Quelle que soit la qualité du contenu, la « vérité » de l’expérience ne se situe jamais là-bas en périphérie, à environ 30 ou 40 centimètres, mais Ici au Centre, dans cet espace d’accueil illimité & inconditionnel qui, en réalité, est l’unique Lecteur.
« Si éloquent, si instructif soit-il, le savoir glané dans les livres et la lecture est de seconde main : il parasite l’immédiateté. »
George Steiner
Rappels :
- « Le procès de l’homme qui disait qu’il était dieu » est un livre à lire comme indiqué ci-dessus, certes. Mais aussi selon la technique du psychodrame, en endossant tour à tour le rôle des différents personnages.

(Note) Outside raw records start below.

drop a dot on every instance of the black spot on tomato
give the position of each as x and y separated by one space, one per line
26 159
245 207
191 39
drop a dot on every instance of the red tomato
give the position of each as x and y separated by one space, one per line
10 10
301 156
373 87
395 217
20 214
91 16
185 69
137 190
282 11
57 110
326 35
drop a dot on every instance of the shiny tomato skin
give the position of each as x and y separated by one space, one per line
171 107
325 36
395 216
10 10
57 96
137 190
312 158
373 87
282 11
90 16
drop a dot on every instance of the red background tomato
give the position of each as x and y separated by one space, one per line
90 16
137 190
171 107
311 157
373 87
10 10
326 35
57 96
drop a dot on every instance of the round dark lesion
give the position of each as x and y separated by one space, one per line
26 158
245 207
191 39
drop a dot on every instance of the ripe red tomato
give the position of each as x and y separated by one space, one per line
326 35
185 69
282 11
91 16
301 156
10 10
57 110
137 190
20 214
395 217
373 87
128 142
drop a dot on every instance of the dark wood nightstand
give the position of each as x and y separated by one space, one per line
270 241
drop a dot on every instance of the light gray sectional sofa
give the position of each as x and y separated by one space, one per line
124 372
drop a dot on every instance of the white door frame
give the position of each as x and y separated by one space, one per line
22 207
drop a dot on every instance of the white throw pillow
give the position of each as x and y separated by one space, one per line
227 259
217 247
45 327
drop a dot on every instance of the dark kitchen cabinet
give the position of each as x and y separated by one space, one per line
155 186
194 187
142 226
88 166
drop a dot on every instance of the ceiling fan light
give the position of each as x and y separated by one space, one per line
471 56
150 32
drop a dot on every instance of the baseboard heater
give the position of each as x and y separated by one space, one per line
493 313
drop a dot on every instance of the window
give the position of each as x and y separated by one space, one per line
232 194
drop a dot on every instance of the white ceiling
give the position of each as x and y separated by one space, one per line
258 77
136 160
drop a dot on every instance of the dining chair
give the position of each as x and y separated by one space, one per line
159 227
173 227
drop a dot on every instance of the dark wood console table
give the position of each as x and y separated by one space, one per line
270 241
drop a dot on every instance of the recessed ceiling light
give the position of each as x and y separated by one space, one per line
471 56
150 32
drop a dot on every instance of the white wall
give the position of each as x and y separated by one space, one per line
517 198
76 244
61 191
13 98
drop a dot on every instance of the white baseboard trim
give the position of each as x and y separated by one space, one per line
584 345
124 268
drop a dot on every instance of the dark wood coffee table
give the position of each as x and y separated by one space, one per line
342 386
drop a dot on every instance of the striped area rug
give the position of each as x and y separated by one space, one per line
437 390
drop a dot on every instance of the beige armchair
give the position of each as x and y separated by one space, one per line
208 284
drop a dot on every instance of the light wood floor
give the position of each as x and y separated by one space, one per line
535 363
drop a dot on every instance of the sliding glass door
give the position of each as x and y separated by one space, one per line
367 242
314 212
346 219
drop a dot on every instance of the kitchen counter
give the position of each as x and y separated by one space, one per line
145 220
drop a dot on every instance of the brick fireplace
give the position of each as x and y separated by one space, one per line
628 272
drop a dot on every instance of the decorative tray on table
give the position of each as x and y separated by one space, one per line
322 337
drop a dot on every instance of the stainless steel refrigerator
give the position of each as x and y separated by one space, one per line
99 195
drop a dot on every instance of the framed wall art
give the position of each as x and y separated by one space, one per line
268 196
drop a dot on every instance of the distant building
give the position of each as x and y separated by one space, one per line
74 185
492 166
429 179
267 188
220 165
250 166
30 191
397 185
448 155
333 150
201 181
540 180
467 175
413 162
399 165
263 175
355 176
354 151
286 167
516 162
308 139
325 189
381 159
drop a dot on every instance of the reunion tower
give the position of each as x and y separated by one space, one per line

- « L’immensité intérieure – Redécouvrir notre nature originelle » constitue à mon avis la meilleure introduction, à la fois la plus complète et la plus vivante, à la Vision du Soi selon Douglas Harding.

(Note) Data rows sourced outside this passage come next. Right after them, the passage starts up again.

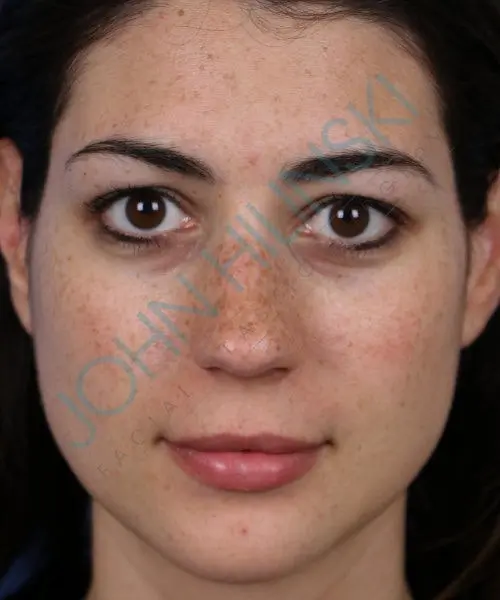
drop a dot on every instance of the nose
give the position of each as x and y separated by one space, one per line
252 333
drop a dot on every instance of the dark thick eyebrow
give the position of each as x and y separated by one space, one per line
168 158
161 157
342 163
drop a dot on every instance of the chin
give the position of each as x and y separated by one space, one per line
238 565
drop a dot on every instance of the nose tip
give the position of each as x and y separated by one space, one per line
245 356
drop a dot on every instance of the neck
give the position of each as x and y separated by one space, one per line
369 563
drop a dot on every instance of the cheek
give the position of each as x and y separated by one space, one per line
392 353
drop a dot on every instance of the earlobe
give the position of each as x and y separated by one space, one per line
14 230
483 287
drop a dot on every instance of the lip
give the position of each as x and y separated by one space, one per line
245 463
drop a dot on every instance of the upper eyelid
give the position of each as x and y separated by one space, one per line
104 201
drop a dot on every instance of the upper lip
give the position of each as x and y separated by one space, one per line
266 443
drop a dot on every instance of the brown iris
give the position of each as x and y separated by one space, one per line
145 209
350 219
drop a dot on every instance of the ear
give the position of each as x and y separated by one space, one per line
483 286
14 230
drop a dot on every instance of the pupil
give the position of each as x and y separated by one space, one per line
350 220
145 211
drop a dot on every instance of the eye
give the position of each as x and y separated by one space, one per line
142 212
354 221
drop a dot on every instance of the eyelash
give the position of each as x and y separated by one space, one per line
99 205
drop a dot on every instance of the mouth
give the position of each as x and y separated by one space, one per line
250 464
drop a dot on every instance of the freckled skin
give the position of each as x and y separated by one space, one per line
361 353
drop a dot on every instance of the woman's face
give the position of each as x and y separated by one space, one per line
216 324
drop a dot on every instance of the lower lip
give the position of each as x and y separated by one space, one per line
244 471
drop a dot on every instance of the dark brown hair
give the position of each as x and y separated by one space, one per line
453 541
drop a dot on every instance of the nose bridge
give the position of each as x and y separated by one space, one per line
246 280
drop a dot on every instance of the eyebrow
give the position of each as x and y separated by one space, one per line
327 166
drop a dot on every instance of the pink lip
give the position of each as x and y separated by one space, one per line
239 463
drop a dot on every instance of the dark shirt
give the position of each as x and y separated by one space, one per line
45 571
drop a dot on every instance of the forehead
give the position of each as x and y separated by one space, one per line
212 77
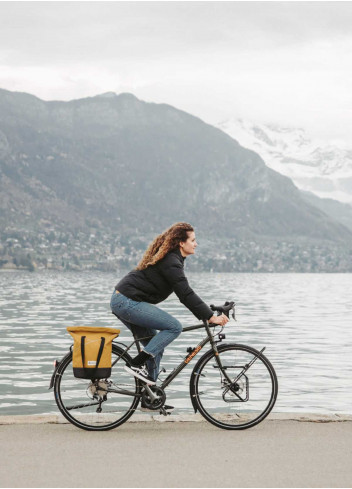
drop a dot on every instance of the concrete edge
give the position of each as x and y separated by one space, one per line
142 418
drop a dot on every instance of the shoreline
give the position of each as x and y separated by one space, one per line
177 418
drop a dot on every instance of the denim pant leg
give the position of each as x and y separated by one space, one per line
153 365
148 316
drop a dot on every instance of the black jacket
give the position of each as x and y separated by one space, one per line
157 282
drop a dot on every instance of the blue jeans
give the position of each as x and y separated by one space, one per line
144 319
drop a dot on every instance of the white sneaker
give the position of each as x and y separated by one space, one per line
141 373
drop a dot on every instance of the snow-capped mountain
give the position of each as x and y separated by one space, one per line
325 170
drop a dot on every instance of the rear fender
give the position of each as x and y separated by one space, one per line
56 369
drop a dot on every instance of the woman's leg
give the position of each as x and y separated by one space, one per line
148 316
153 364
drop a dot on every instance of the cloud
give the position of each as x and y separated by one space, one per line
288 62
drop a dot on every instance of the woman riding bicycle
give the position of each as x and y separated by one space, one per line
158 274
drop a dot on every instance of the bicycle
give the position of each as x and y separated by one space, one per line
233 386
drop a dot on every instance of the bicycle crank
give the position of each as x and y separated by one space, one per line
153 397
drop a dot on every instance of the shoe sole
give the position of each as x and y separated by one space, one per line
140 377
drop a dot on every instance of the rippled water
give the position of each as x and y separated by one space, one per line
304 320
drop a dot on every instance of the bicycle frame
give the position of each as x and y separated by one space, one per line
185 362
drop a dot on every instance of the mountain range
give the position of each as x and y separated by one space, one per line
320 168
93 180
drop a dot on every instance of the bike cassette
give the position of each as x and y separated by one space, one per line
158 402
98 389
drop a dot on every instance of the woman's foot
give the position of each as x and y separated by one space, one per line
141 373
140 359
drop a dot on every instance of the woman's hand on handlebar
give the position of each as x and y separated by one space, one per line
221 320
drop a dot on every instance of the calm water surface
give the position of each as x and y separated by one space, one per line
304 320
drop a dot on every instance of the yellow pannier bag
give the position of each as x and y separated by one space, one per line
92 349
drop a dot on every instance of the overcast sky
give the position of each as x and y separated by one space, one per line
285 62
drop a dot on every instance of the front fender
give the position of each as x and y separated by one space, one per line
195 372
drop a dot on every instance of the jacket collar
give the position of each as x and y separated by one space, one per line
178 253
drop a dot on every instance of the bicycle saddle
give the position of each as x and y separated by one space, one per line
225 309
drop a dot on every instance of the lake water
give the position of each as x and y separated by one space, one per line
304 320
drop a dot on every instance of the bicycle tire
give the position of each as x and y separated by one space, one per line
232 411
73 395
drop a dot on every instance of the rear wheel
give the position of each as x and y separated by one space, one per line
242 402
97 405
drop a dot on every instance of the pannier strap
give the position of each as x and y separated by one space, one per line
100 352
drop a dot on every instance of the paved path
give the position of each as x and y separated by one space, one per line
153 454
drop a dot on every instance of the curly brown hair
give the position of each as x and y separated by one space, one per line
165 242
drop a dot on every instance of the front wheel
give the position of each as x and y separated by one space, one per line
236 389
97 405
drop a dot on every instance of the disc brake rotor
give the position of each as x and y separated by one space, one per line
98 388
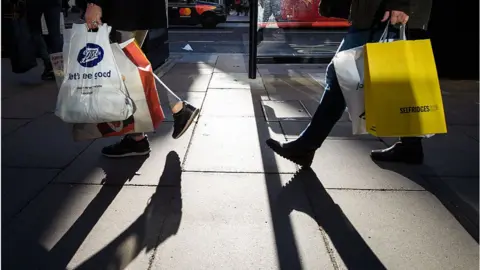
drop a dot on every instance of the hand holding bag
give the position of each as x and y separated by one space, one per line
402 90
92 90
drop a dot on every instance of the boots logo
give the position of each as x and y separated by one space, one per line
419 109
90 55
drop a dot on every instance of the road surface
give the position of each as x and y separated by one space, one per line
234 38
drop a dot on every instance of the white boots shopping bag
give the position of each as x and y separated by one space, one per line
92 90
349 69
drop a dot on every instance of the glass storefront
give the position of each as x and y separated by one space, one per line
294 29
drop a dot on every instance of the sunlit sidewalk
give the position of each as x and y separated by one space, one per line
219 198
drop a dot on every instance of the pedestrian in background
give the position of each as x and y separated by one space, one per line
365 17
51 10
409 149
246 6
133 21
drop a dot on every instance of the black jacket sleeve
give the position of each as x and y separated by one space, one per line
99 3
399 5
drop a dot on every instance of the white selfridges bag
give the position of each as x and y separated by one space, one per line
92 90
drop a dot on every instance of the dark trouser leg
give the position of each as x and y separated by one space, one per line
329 111
34 18
332 104
52 20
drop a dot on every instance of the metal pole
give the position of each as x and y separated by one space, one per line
252 51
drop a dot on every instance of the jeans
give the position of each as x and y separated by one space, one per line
332 104
52 19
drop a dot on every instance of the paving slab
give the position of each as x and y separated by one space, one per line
470 131
31 104
235 81
14 84
11 125
461 109
38 144
92 168
465 187
232 103
197 58
451 154
239 146
291 110
185 83
89 227
243 221
405 230
192 68
232 63
194 98
341 131
347 164
19 186
312 106
286 81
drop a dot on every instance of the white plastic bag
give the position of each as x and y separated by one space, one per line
45 28
92 90
349 69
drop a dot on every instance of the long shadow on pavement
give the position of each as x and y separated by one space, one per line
148 230
353 250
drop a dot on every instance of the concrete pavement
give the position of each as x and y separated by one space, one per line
218 198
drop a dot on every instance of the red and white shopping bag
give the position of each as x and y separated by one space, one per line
140 83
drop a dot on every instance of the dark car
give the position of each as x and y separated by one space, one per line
191 12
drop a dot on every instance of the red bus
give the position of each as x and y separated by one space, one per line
303 13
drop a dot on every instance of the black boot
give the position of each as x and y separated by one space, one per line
408 150
293 152
48 74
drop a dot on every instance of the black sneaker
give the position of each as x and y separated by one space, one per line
48 75
127 147
293 153
183 119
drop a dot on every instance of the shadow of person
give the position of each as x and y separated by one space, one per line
354 251
427 178
160 220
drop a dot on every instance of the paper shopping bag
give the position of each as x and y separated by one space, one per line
349 71
140 83
402 90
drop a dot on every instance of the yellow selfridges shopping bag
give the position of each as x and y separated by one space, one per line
402 91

- « Vivre Sans Tête » demeure un texte incontournable, à condition de prendre très au sérieux son sous-titre : « Une contribution au zen en Occident ». Et de prendre bien entendu également le zen au sérieux.
- Enfin, si vous pensez être trop pressé, « Vision », premier chapitre du livre évoqué ci-dessus & fondement de la Vision du Soi, ne vous demandera que quelques minutes de lecture … et, je l’espère car je ne peux rien vous souhaiter de meilleur, toute une vie de mise en pratique !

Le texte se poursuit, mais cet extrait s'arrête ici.